ちなみなお父さんはフンドシがほどけたため、元に戻ったと言い訳した。

 

 

ボルグ「お父さんいかがでしたか?今回の日本旅行は?」

 

お父さん「いかがもなにも、風呂に浸かってからの記憶があやふやで何も覚えてないぞ。ただ、さんざんな目にあったような・・・」

 

 

ボルグから感想を聞かれたお父さんは、眉間にシワがより少し不機嫌な様子だった。

 

 

秋宗「ヤベェ!親父さん少し怒ってる!」

 

コガラシ「当たり前だろ!」

 

柳沢「溺れて気を失ってる間、ずっとフンドシ扱いしてしまったんだぞ!」

 

千紗希「もう取り返しがつかないよ!」

 

紫音「バレたら全員血祭りッスよ!」

 

 

お父さんの様子を見て、秋宗たちは小声でどうするか口論していた。

 

 

ボルグ「そうですか、お気に召されませんでしたか」

 

 

ボルグは申し訳なさそうに顔をうつむかせてしまう。

 

その様子を見てお父さんは少し笑い、

 

 

お父さん「・・・ボルグ、今回我らが日本に来たのは家族サービスを満喫するためではない、お前が心配だから様子を見に来ただけだ」

 

ボルグ「えっ?」

 

秋宗たち『えっ?』

 

 

お父さんの意外すぎる答えにボルグは思わず顔をあげて、秋宗たちもお父さんの方を振り向いた。

 

 

お父さん「お前が小さき頃からの夢、和菓子職人になりたいという夢を実現するためにこの日本に移住したのは、家族全員が納得している」

 

秋宗「和菓子職人になりたかったんだ・・・」

 

 

ボルグの意外すぎる夢に秋宗は思わず声に出してしまう。

 

 

お父さん「だがな、お前がこの日本でたった1人で生活できているのか全員が不安だったんだ。

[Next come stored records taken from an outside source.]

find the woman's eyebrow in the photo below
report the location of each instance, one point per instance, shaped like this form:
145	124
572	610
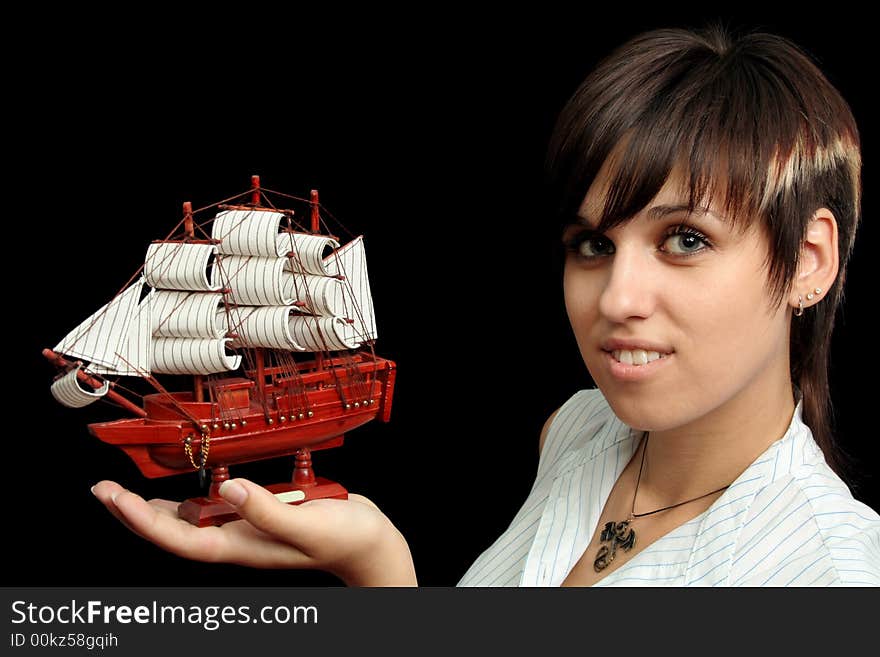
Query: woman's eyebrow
658	212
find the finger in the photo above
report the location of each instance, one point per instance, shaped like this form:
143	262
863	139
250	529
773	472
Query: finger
265	512
158	523
354	497
105	491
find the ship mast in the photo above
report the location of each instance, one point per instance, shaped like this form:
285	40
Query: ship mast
258	353
316	228
190	231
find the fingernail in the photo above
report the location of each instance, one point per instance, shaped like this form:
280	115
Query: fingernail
233	492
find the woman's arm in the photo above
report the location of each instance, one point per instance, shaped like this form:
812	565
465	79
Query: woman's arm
351	538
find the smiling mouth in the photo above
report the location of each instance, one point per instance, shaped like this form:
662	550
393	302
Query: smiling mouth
636	357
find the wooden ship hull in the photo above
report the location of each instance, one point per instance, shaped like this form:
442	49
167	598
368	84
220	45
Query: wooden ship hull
264	287
250	430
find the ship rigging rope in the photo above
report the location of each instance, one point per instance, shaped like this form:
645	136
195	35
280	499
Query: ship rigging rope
302	228
323	209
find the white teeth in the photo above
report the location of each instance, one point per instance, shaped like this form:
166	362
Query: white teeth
636	357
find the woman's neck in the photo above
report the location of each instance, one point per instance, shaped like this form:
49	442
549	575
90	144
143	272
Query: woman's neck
714	450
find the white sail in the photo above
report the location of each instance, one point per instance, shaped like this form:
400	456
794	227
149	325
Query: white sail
248	232
134	354
265	327
192	356
180	266
350	261
254	281
307	252
99	339
188	315
321	333
322	295
68	391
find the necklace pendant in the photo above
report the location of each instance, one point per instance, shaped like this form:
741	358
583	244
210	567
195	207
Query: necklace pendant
614	535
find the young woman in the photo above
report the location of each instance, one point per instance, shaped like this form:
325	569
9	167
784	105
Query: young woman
710	192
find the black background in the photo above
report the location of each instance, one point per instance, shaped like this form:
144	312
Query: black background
427	134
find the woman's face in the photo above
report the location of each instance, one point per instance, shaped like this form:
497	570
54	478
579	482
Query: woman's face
690	289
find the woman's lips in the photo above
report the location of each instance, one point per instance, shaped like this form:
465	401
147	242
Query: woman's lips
625	372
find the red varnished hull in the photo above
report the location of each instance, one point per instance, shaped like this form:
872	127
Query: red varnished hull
156	443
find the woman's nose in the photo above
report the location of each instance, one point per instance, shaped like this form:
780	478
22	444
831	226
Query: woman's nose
629	289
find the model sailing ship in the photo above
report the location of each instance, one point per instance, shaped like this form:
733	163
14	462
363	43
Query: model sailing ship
273	321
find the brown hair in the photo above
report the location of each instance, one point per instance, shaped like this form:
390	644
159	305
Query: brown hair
753	115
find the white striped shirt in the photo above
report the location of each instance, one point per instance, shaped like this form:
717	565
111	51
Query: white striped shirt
787	520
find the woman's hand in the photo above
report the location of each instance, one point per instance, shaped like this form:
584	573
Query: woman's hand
350	538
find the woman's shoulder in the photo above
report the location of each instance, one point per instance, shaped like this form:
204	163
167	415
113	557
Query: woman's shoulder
585	419
806	529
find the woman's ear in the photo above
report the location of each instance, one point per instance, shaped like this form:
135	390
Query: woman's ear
819	259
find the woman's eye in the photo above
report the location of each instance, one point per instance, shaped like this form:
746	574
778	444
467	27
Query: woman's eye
686	242
589	245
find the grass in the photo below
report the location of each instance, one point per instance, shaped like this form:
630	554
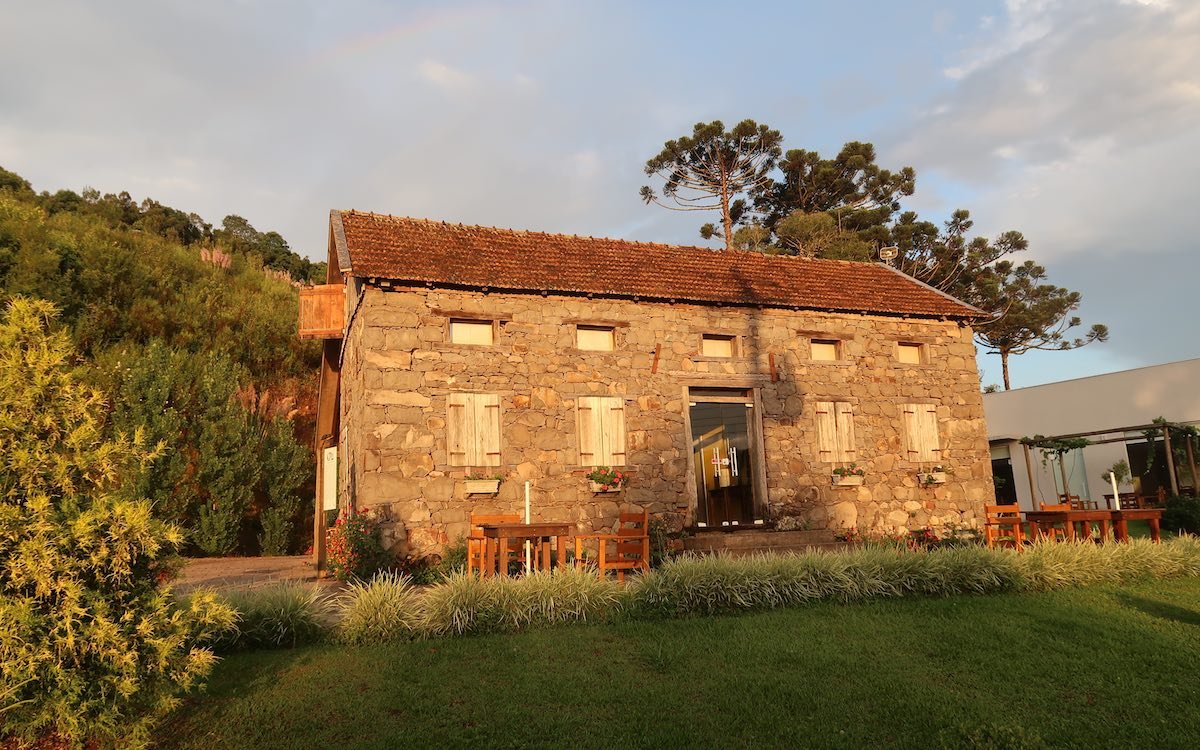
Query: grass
1090	667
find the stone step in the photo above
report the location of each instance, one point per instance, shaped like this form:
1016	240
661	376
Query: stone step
755	539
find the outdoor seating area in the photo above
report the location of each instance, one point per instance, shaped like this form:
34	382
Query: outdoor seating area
498	541
1012	527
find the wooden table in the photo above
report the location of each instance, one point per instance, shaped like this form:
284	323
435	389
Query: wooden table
1122	519
1038	519
495	534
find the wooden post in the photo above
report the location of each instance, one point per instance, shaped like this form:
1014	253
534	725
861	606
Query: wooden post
1170	460
1029	473
1192	467
1062	469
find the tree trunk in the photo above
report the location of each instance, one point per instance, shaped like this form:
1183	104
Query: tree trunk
726	222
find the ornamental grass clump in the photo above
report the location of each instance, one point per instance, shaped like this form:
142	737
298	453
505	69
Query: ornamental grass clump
472	605
715	585
1049	565
378	611
277	616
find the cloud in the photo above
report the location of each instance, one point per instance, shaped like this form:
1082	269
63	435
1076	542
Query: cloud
1056	77
445	77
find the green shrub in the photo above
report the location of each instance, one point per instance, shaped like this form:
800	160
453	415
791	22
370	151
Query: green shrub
354	550
91	649
276	522
378	611
474	605
1182	515
277	616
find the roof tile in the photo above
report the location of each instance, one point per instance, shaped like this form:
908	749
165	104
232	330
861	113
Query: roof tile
417	250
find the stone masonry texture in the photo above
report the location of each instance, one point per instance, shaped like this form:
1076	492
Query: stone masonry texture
399	367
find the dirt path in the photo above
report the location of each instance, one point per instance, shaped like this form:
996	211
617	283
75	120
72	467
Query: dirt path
221	573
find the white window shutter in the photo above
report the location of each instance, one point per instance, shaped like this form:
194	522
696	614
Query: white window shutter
911	429
460	429
827	431
930	441
487	430
586	421
615	431
845	425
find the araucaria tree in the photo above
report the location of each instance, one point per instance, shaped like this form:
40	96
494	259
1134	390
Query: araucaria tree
715	169
93	649
1030	315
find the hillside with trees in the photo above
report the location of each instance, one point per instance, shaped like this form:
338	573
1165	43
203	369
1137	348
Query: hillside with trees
189	333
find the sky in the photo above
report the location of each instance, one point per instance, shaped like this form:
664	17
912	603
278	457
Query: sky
1073	121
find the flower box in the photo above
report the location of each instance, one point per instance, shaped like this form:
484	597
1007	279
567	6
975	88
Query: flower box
931	478
483	486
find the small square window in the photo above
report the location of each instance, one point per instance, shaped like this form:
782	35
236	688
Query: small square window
718	346
595	337
911	354
826	349
478	333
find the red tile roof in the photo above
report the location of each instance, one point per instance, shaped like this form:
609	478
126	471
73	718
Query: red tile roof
417	250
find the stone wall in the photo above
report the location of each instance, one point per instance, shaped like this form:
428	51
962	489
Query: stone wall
399	369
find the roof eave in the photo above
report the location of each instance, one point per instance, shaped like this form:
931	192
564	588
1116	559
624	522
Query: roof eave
343	250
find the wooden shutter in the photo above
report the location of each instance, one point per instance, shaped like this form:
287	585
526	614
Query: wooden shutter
460	429
922	441
827	431
473	429
600	423
587	426
931	445
613	430
835	431
845	425
487	430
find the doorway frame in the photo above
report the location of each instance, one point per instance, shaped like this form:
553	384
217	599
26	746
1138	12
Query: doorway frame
757	448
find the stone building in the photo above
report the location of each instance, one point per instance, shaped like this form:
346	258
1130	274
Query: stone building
729	385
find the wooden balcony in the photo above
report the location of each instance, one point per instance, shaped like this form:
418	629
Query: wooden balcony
322	311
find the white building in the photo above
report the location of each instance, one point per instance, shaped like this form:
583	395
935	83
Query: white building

だからこうして家族全員でお前の今の様子を見にきたんだ」

 

 

お父さんは視線をボルグから秋宗たちに移した。

 

 

お父さん「正直言って日本の印象はあまりいいものとは言えん。だが、幻術が解けてオーガの姿となっていた我ら一家に対して、何事も怯えず必死にもてなしてくれた素敵な皆さんに出会えたのだから。ボルグ、いい友人ができたな」

 

ボルグ「お、お父さん・・・」

 

 

ボルグは耐えきれず、涙になってしまった。

 

ボルグ一家は横一列に並び、

 

 

ボルグ一家『皆さん、どうか兄を今後ともよろしくお願いいたします』

 

 

一斉に秋宗たちに頭を下げた。

秋宗たちはこの光景を見て、どこの一家とも変わらないいい家族だと思った。

 

そして、ボルグ一家は夕食を食べるために秋宗たちと別れてその場を後にした。

 

 

千紗希「・・・なんだか、見た目だけで判断して怖いって思ったけど、とてもいい家族だったね」

 

コガラシ「妖怪にもいいやつはいるってことさ。幽奈たちだってそうだろ?」

 

柳沢「確かにな、少し悪いことしたかもな」

 

秋宗「今度ボルグさんが働いている店に行こうぜ。住所も聞いたし」

 

紫音「いいッスねそれ!」

 

 

緊張の糸が切れた秋宗たちは、ボルグ一家の背中を見ながら談笑していた。

 

 

秋宗「・・・よしっ!じゃあ俺らも飯食いに行くか、今日は奢ってやるよ」

 

柳沢「マジで!?サンキュー西条!」

 

コガラシ「何処の店にする?」

 

紫音「じゃあ駅前のラーメン屋はどうッスか?」

 

千紗希「私は何処でもいいよ」

 

 

秋宗たちは歩きながら町の方へ歩いていき銭湯を後にした。

 

すると秋宗はふとあることに気がついた。

 

 

秋宗「・・・そういや兵藤どうした?」

 

コガラシたち『・・・・・あ』

 

 

 

 

 

 

 

 

 

 

 

 

 

 

 

 

 

 

 

 

 

 

 

 

 

 

兵藤「何で俺って、いつもこうなんだ・・・?」

 

 

銭湯の更衣室で、背中の皮が剥がれた兵藤がうつ伏せで倒れており、しくしくと泣いていた。